There is specific mention made of the original Doctor Frankenstein and his creation as documented in Marvel's own The Monster of Frankenstein series.

Jack Kirby, Alan Kupperberg and Joe Sinnott
With the next issue Roy Thomas returns as writer to join Kupperberg and Springer as they tell us the wild yarn about how Adolph Hitler, inspired by his adoration for the music of Wagner seeks and finds a portal to another dimension in which the Asgardian gods are real. With help of two scientists, one an enigmatic masked young man, Thor is actually transported to Earth.

Now of course this is before his debut story in which Dr.Don Blake finds a stick hidden in a cave and famously gives it a tap. This Thor is convinced by Hitler that the German people, his original worshipers are under attack and goes off to battle The Invaders.
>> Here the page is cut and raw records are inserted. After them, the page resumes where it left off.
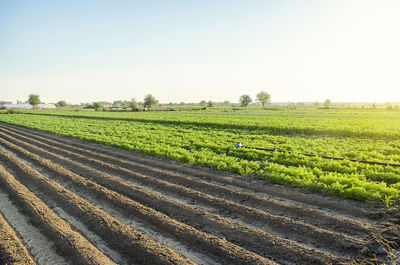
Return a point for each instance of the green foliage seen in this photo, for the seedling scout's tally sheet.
(34, 100)
(245, 100)
(264, 98)
(150, 101)
(327, 103)
(207, 139)
(62, 104)
(98, 106)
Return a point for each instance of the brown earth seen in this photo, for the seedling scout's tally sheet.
(126, 208)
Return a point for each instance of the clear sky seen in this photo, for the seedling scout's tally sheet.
(187, 50)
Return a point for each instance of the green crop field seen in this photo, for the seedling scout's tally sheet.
(208, 138)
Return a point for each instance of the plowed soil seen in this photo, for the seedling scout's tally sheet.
(68, 201)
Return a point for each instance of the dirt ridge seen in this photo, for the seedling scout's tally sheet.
(219, 215)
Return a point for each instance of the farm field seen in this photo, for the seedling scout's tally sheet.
(67, 201)
(207, 139)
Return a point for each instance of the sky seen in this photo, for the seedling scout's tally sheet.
(187, 50)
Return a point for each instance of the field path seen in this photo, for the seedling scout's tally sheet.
(87, 198)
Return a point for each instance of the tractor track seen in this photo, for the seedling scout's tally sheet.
(130, 208)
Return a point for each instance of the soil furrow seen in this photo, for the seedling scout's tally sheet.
(138, 247)
(297, 230)
(228, 218)
(320, 219)
(209, 222)
(348, 208)
(69, 241)
(12, 251)
(231, 254)
(41, 248)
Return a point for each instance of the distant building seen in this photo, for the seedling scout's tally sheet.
(28, 106)
(46, 106)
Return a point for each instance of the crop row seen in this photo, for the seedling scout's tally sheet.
(208, 146)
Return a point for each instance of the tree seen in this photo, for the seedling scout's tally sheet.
(327, 103)
(98, 106)
(62, 104)
(117, 103)
(226, 103)
(245, 100)
(264, 98)
(316, 104)
(203, 103)
(34, 100)
(150, 101)
(133, 105)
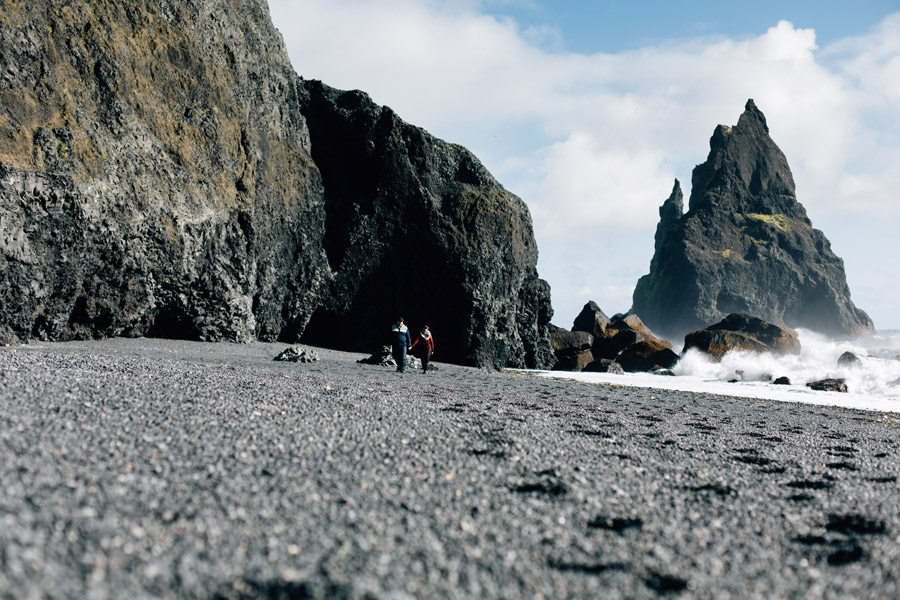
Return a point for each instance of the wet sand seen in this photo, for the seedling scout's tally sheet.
(154, 468)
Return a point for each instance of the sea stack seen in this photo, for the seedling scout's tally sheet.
(745, 245)
(165, 172)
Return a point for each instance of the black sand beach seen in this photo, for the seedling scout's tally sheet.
(165, 469)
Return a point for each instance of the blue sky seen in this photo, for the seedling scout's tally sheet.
(589, 110)
(588, 27)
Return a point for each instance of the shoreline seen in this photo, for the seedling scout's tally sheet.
(188, 469)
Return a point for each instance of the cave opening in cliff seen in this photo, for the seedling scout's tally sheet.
(173, 323)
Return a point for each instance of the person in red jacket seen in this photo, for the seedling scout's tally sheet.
(427, 348)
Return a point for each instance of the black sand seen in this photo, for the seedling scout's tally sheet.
(152, 468)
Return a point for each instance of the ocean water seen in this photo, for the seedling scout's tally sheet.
(873, 384)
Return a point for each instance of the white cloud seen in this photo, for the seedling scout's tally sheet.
(592, 142)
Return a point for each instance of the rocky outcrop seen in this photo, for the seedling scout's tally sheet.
(647, 355)
(602, 344)
(745, 245)
(743, 332)
(572, 349)
(165, 172)
(828, 385)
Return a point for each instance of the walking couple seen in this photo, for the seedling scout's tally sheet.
(403, 343)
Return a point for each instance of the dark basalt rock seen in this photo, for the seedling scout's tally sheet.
(647, 355)
(605, 365)
(620, 342)
(848, 359)
(592, 320)
(743, 332)
(207, 192)
(621, 332)
(745, 245)
(572, 349)
(296, 354)
(828, 385)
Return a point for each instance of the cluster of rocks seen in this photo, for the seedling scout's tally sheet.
(610, 345)
(383, 357)
(743, 332)
(624, 343)
(297, 354)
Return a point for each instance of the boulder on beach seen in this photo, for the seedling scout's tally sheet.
(572, 349)
(297, 354)
(623, 340)
(592, 320)
(743, 332)
(745, 245)
(621, 332)
(604, 365)
(828, 385)
(647, 355)
(848, 359)
(383, 357)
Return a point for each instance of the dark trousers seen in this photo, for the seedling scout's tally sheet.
(400, 357)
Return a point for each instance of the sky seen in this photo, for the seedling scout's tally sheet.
(589, 111)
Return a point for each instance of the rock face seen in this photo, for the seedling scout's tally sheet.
(743, 332)
(745, 245)
(165, 172)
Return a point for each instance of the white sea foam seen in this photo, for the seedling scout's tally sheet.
(873, 384)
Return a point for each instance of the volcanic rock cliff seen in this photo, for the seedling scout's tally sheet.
(165, 172)
(745, 245)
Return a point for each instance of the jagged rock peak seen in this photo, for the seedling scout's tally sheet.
(745, 245)
(745, 168)
(669, 213)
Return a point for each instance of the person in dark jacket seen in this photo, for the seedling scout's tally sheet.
(427, 348)
(401, 343)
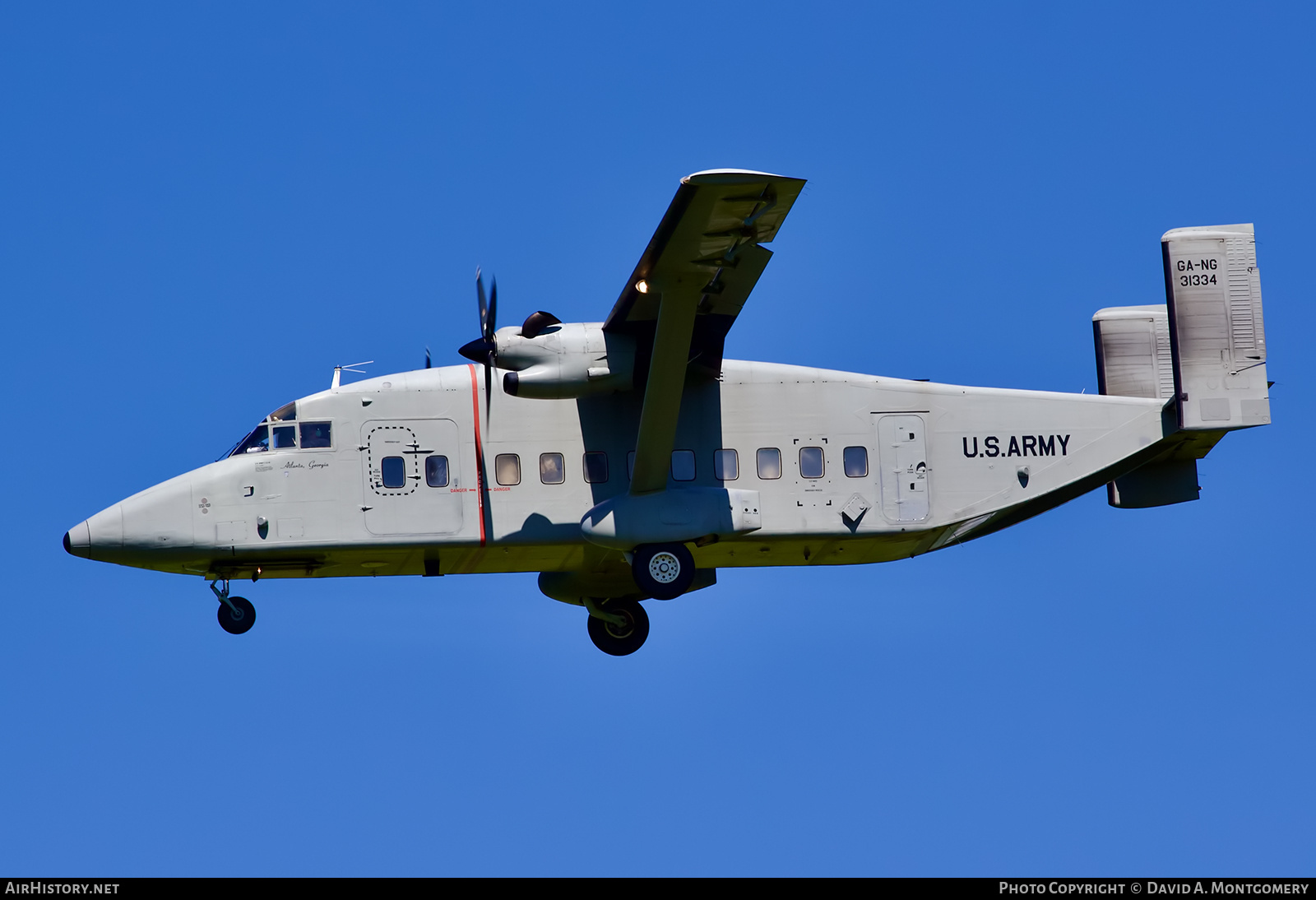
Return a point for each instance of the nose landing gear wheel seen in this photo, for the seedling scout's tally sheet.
(620, 640)
(241, 623)
(664, 570)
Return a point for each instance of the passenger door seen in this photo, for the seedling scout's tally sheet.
(903, 449)
(412, 476)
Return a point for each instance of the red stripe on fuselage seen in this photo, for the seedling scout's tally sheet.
(480, 452)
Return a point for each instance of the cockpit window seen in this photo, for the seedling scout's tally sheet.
(315, 434)
(286, 414)
(257, 441)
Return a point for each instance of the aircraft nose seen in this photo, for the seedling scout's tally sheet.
(78, 540)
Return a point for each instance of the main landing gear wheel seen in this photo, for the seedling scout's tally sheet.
(620, 640)
(664, 570)
(240, 621)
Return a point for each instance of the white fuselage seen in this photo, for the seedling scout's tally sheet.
(928, 465)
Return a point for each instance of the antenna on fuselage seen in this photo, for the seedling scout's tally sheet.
(349, 368)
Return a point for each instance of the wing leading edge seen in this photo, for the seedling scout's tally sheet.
(706, 254)
(686, 291)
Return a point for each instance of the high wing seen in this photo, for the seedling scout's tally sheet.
(688, 290)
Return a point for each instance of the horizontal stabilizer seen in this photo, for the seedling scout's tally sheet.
(1133, 357)
(1156, 485)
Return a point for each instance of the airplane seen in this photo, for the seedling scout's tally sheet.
(628, 461)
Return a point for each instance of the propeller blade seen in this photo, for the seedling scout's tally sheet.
(478, 350)
(484, 305)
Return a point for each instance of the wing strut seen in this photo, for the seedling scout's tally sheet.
(662, 394)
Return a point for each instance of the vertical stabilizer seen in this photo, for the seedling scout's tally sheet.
(1214, 296)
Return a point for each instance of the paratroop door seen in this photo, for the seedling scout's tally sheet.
(412, 479)
(903, 448)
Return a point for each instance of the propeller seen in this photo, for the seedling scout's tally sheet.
(484, 349)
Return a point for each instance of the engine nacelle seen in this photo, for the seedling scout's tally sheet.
(565, 361)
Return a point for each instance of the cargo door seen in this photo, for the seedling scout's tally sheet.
(414, 483)
(903, 448)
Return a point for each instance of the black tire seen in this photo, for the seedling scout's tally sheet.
(241, 623)
(620, 640)
(664, 570)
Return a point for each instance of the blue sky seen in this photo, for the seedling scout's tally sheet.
(204, 208)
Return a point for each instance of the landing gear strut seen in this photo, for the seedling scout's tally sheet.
(618, 627)
(236, 615)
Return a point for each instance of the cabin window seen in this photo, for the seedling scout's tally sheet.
(552, 471)
(855, 462)
(392, 471)
(811, 462)
(507, 469)
(315, 434)
(595, 467)
(725, 465)
(683, 465)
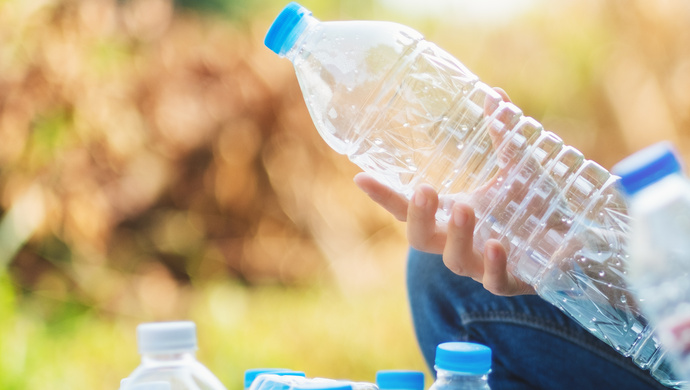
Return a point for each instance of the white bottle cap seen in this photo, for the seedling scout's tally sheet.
(166, 337)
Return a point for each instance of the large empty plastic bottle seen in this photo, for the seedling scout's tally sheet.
(660, 246)
(408, 113)
(168, 355)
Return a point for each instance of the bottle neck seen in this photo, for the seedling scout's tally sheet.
(306, 25)
(168, 357)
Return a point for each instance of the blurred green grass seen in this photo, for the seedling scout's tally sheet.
(158, 163)
(315, 329)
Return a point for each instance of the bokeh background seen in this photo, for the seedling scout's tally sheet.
(157, 162)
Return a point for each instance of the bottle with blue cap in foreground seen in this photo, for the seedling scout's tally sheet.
(462, 366)
(168, 356)
(400, 380)
(409, 113)
(252, 374)
(659, 266)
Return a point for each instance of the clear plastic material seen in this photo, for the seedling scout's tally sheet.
(407, 112)
(660, 246)
(167, 355)
(462, 366)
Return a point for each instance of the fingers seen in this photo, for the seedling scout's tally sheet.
(390, 200)
(504, 94)
(422, 231)
(459, 255)
(497, 279)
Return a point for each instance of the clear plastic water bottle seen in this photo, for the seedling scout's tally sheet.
(168, 355)
(400, 380)
(407, 112)
(659, 194)
(462, 366)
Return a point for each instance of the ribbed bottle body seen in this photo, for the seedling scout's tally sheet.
(408, 113)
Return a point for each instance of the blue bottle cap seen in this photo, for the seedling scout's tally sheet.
(400, 380)
(252, 373)
(286, 28)
(463, 357)
(647, 166)
(323, 385)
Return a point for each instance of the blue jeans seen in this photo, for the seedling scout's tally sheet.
(534, 345)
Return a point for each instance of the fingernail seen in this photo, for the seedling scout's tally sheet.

Jack Kirby, Alan Kupperberg and Dave Cockrum
It's a hectic and furious battle with most everyone's memory getting scrambled by the end so as to preserve the precious continuity of later Marvel stories.

The masked man is revealed to be a young Doctor Doom who takes issue with Hitler's hatred of gypsies and turns against him. Thor returns to Asgard but not before imparting by accident to Union Jack some new electrical powers.

Frank Robbins and Frank Springer
The final issue in this collection, the thirty-fourth is by Thomas and Glut and tells how The Mighty Destroyer seemingly has turned against the Allies. Union Jack and Spitfire star in this one and face off against the Destroyer who turns out to be Master Man in disguise. Making good use of Union Jack's new electrical powers they defeat the Nazi superman and Roger Aubrey is returned to his Destroyer role. At the end, the Invaders are called back to the United States.

These issues, jagged in production as they were, do point up one of the key differences between Stan Lee stories and Roy Thomas stories. Lee always seemed to find drama in taking away or diminishing a hero's powers. Thomas is always finding new ways to empower characters, amping them up in various ways. The former is likely better for drama, the latter does yield a lot of super heroes, many sadly with similar origins.

It's a pity Robbins didn't stay with the series until its end, but an up and coming Kupperberg was an adequate replacement. The inking of Springer doesn't serve him as well, but future issues of the series will address that problem. Roy seems to have had less time to devote to the series he created and loved so, and Glut's writing is perfectly fine, but so many flashback stories along with the problems with deadlines really make this a tough period to have been following The Invaders. I know because I was there.